The University of Southern California previously canceled its most important graduation ceremony. Students left their camp at USC on Sunday after being surrounded by police and threatened with arrest.
Other universities have held graduation ceremonies under increased security. The University of Michigan ceremony was punctuated by several chants on Saturday. In Boston, some students waved small Palestinian or Israeli flags at Northeastern University's graduation ceremony in Fenway Park on Sunday.

Emory's ceremonies, scheduled for May 13, might be held on the GasSouth Arena and Convocation Center in Duluth, nearly 20 miles (30 kilometers) northeast of the university's Atlanta campus, President Gregory Fenves said in an open letter.

“Please know that this decision was not made lightly,” Fenves wrote. “It was created in close consultation with the Emory Police Department, security consultants and other authorities – each of whom advised against holding commencement events on our campus.”

The 16,000-student university is one in every of many who has seen repeated protests stemming from the conflict that began on Oct. 7 when Hamas militants attacked southern Israel, killing about 1,200 people, mostly civilians took around 250 hostages. Student protesters are calling on their schools to divest from firms that do business with Israel or otherwise contribute to the war effort.

Promising to destroy Hamas, Israel launched an offensive within the Gaza Strip that killed greater than 34,500 Palestinians within the Hamas-controlled area, about two-thirds of them women and youngsters, in response to the Health Ministry. Israeli attacks have devastated the enclave and displaced most of its residents.

Hamas announced on Monday that it was accepting an Egyptian-Qatari ceasefire proposal, but Israel said the deal didn’t meet its “core demands” and that it was pushing ahead with an attack on the southern Gaza town of Rafah.

“Ceasefires are temporary,” said Selina Al-Shihabi, a sophomore at Georgetown University who attended a protest in George Washington. “There may be a ceasefire, but the US government will continue to arm the Israeli military. We plan to stay here until the university splits up or until they drag us out of here.”

At the University of California, San Diego, police cleared an encampment and arrested greater than 64 people, including 40 students.

Due to ongoing disruption following the dismantling of a warehouse last week, the University of California, Los Angeles has moved all classes online all week.

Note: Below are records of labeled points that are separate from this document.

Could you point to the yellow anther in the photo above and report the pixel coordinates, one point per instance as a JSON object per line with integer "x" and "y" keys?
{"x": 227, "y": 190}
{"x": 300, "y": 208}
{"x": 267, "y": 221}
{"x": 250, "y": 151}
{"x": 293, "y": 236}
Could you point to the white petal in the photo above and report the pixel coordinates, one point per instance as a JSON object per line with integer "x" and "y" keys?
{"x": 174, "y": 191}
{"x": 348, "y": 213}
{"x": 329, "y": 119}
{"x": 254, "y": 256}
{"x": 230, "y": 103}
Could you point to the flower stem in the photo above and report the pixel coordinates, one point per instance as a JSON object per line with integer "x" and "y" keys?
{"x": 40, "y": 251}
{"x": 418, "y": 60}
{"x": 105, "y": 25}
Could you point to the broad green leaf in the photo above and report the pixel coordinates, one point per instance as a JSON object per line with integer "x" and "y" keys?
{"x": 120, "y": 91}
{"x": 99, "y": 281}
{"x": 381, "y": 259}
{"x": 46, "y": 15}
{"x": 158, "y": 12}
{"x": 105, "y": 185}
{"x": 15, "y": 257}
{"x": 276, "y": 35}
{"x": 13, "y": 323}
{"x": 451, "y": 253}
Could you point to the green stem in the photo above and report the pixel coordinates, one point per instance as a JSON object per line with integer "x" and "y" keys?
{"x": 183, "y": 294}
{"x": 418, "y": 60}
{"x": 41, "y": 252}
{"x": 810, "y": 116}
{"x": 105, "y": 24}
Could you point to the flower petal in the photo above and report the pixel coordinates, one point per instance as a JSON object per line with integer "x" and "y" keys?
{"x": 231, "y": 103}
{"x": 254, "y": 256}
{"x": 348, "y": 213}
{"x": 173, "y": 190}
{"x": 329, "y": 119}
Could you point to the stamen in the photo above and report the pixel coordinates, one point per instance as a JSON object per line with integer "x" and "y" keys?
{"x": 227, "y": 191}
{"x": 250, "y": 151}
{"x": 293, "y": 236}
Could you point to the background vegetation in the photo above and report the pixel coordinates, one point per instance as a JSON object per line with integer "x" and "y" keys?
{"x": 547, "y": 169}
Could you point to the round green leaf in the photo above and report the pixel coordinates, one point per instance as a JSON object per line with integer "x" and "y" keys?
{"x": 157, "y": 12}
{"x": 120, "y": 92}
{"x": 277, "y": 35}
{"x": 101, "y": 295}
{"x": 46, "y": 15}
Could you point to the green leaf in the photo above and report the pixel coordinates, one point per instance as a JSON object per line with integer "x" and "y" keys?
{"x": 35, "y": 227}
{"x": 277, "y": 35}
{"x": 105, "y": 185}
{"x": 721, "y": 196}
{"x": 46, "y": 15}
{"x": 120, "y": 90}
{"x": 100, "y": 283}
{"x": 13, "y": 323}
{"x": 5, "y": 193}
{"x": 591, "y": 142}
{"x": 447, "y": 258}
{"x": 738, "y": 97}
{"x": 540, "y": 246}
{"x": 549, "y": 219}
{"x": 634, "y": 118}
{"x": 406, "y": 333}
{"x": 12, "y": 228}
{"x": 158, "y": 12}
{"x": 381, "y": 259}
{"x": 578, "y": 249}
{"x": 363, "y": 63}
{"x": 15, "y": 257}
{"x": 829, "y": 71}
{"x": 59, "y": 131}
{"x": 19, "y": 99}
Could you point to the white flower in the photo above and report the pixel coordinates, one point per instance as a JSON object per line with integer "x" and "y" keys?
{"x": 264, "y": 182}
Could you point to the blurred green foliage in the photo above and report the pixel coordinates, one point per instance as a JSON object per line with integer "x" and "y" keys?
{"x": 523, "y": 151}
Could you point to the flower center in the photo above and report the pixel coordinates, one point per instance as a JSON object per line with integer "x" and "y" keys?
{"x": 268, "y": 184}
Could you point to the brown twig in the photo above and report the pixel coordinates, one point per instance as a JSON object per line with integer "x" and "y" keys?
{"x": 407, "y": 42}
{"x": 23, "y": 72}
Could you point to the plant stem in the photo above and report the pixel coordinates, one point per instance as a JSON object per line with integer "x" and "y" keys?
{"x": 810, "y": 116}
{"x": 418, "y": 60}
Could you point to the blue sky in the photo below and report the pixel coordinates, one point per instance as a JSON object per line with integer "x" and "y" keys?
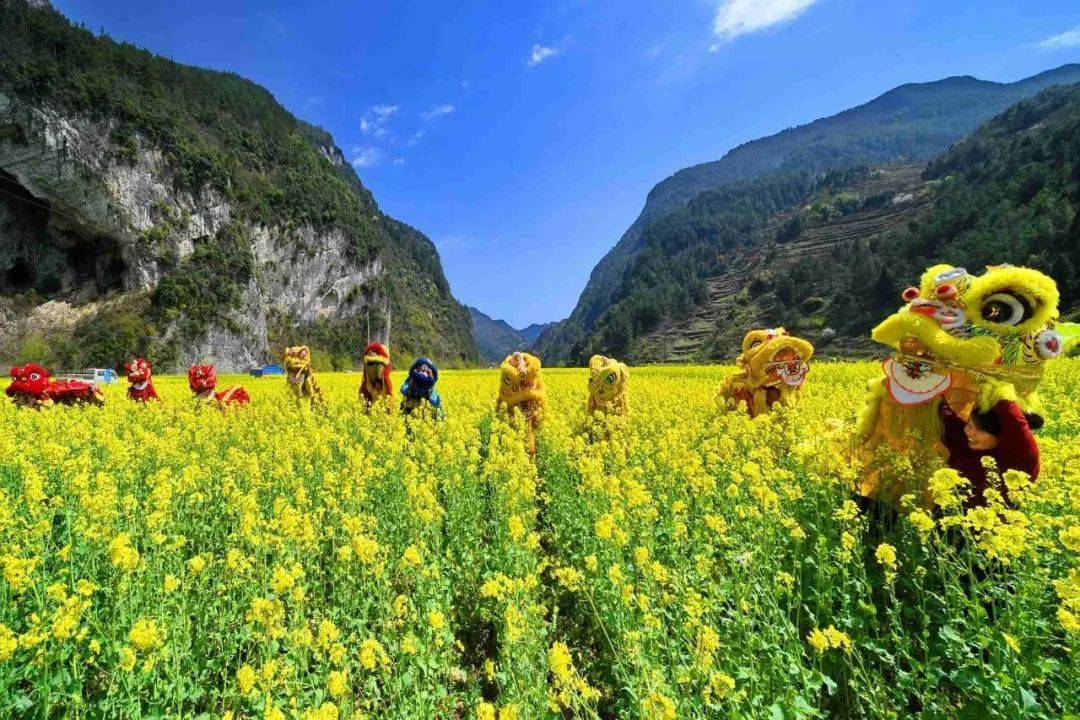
{"x": 523, "y": 137}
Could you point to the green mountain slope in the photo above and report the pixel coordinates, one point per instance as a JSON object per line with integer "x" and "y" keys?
{"x": 835, "y": 260}
{"x": 216, "y": 223}
{"x": 910, "y": 123}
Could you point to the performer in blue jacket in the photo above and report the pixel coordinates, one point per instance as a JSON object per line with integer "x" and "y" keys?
{"x": 418, "y": 391}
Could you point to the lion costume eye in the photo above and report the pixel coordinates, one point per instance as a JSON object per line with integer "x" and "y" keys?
{"x": 1006, "y": 309}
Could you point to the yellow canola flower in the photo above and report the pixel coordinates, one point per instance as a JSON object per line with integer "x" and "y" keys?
{"x": 147, "y": 634}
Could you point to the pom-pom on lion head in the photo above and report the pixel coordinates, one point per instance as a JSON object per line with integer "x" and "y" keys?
{"x": 521, "y": 380}
{"x": 607, "y": 384}
{"x": 202, "y": 378}
{"x": 984, "y": 335}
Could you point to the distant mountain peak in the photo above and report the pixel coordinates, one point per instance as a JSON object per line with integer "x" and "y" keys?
{"x": 910, "y": 123}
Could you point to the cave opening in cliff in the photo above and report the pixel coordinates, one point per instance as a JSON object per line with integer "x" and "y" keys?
{"x": 18, "y": 277}
{"x": 52, "y": 253}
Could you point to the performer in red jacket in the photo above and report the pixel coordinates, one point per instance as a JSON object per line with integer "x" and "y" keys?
{"x": 1003, "y": 434}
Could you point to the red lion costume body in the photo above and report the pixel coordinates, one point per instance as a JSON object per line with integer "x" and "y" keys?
{"x": 142, "y": 381}
{"x": 376, "y": 384}
{"x": 202, "y": 380}
{"x": 32, "y": 385}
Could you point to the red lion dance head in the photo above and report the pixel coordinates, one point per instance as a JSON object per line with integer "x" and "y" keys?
{"x": 30, "y": 379}
{"x": 32, "y": 384}
{"x": 376, "y": 381}
{"x": 142, "y": 380}
{"x": 202, "y": 379}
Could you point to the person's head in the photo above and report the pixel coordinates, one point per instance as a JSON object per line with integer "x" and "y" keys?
{"x": 984, "y": 428}
{"x": 422, "y": 376}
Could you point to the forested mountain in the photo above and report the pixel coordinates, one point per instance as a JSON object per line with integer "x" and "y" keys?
{"x": 179, "y": 213}
{"x": 910, "y": 123}
{"x": 827, "y": 254}
{"x": 497, "y": 338}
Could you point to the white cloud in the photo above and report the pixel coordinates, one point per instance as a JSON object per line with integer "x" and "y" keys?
{"x": 375, "y": 120}
{"x": 439, "y": 111}
{"x": 366, "y": 157}
{"x": 541, "y": 53}
{"x": 736, "y": 17}
{"x": 1067, "y": 39}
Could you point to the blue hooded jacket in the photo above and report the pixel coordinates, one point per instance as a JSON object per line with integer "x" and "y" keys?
{"x": 422, "y": 386}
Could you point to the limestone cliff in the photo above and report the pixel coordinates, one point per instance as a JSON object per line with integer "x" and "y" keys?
{"x": 218, "y": 239}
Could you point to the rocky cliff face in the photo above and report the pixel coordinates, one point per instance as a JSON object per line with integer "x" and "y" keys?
{"x": 183, "y": 214}
{"x": 79, "y": 221}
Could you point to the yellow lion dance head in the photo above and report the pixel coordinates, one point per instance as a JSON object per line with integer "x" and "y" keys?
{"x": 522, "y": 384}
{"x": 971, "y": 338}
{"x": 607, "y": 385}
{"x": 772, "y": 367}
{"x": 967, "y": 340}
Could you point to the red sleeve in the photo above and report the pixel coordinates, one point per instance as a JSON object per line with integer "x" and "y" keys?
{"x": 954, "y": 434}
{"x": 1016, "y": 447}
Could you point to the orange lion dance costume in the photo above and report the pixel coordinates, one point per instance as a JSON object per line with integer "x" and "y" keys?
{"x": 522, "y": 389}
{"x": 202, "y": 380}
{"x": 31, "y": 385}
{"x": 140, "y": 378}
{"x": 772, "y": 367}
{"x": 376, "y": 384}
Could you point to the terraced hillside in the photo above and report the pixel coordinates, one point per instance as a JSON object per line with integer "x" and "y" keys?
{"x": 888, "y": 200}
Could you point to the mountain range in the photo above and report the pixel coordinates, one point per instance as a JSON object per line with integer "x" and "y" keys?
{"x": 496, "y": 338}
{"x": 153, "y": 208}
{"x": 624, "y": 300}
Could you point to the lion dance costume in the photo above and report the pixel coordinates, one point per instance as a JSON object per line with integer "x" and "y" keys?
{"x": 522, "y": 389}
{"x": 772, "y": 367}
{"x": 607, "y": 385}
{"x": 300, "y": 376}
{"x": 962, "y": 344}
{"x": 202, "y": 380}
{"x": 140, "y": 378}
{"x": 376, "y": 385}
{"x": 31, "y": 385}
{"x": 419, "y": 392}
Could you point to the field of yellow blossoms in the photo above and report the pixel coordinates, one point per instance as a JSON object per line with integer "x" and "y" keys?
{"x": 172, "y": 560}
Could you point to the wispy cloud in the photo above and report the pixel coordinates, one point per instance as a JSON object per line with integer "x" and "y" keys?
{"x": 375, "y": 120}
{"x": 366, "y": 157}
{"x": 439, "y": 111}
{"x": 1067, "y": 39}
{"x": 541, "y": 53}
{"x": 736, "y": 17}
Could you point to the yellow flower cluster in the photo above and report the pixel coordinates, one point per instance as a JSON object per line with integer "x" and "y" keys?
{"x": 677, "y": 561}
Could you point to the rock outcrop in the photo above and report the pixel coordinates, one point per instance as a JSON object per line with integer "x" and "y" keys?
{"x": 94, "y": 208}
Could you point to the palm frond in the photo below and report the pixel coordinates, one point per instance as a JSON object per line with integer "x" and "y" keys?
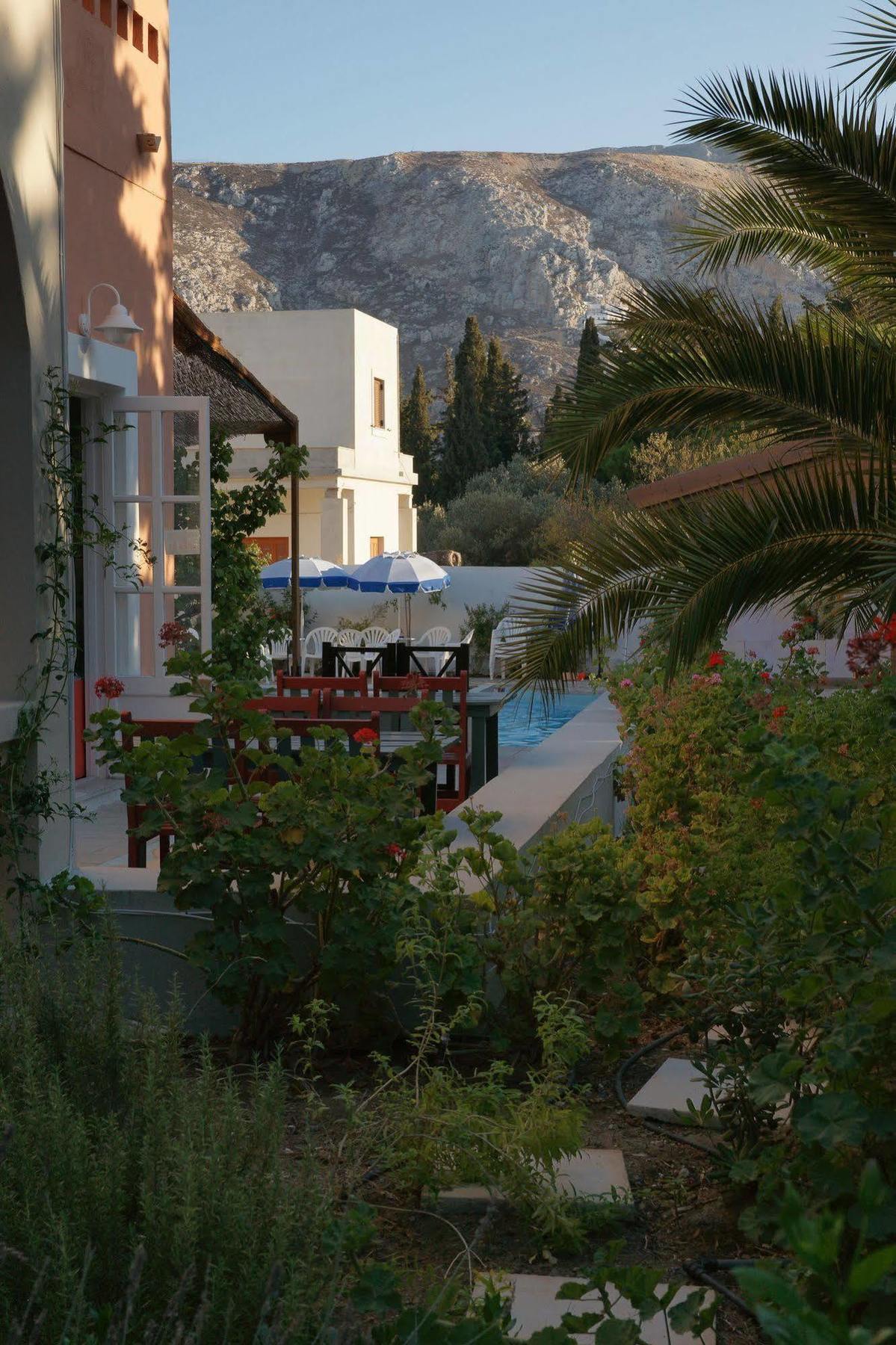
{"x": 830, "y": 149}
{"x": 828, "y": 531}
{"x": 696, "y": 358}
{"x": 756, "y": 218}
{"x": 874, "y": 47}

University police reported 44 arrests but didn’t provide specific details, UCLA spokesman Eddie North-Hager said in an email to The Associated Press.

The School of the Art Institute of Chicago said in a Facebook post Sunday that it had offered protesters “amnesty from academic sanctions and trespassing charges” in the event that they moved.

“Many protesters left the premises of their own accord after police informed them they were trespassing and threatened arrest,” the college said. “Those who remained were arrested after multiple requests to leave, including some we recognized as SAIC students.”

A bunch of school and staff on the University of North Carolina at Chapel Hill called on the administration to grant amnesty to all students arrested and suspended during recent protests. The UNC Justice in Palestine faculty and staff said in a media release that they might deliver a letter on behalf of greater than 500 faculty supporting the coed activists.
Other universities took a unique approach.

Harvard University Interim President Alan Garber warned students that those that attend a pro-Palestinian camp in Harvard Yard could face “involuntary furlough.” That means they won't be allowed on campus, could lose their student housing and should not give you the chance to take exams, Garber said.

LeBlanc reported from Cambridge, Massachusetts. Associated Press writers Jeff Amy in Atlanta and Christopher Weber in Los Angeles contributed to this report.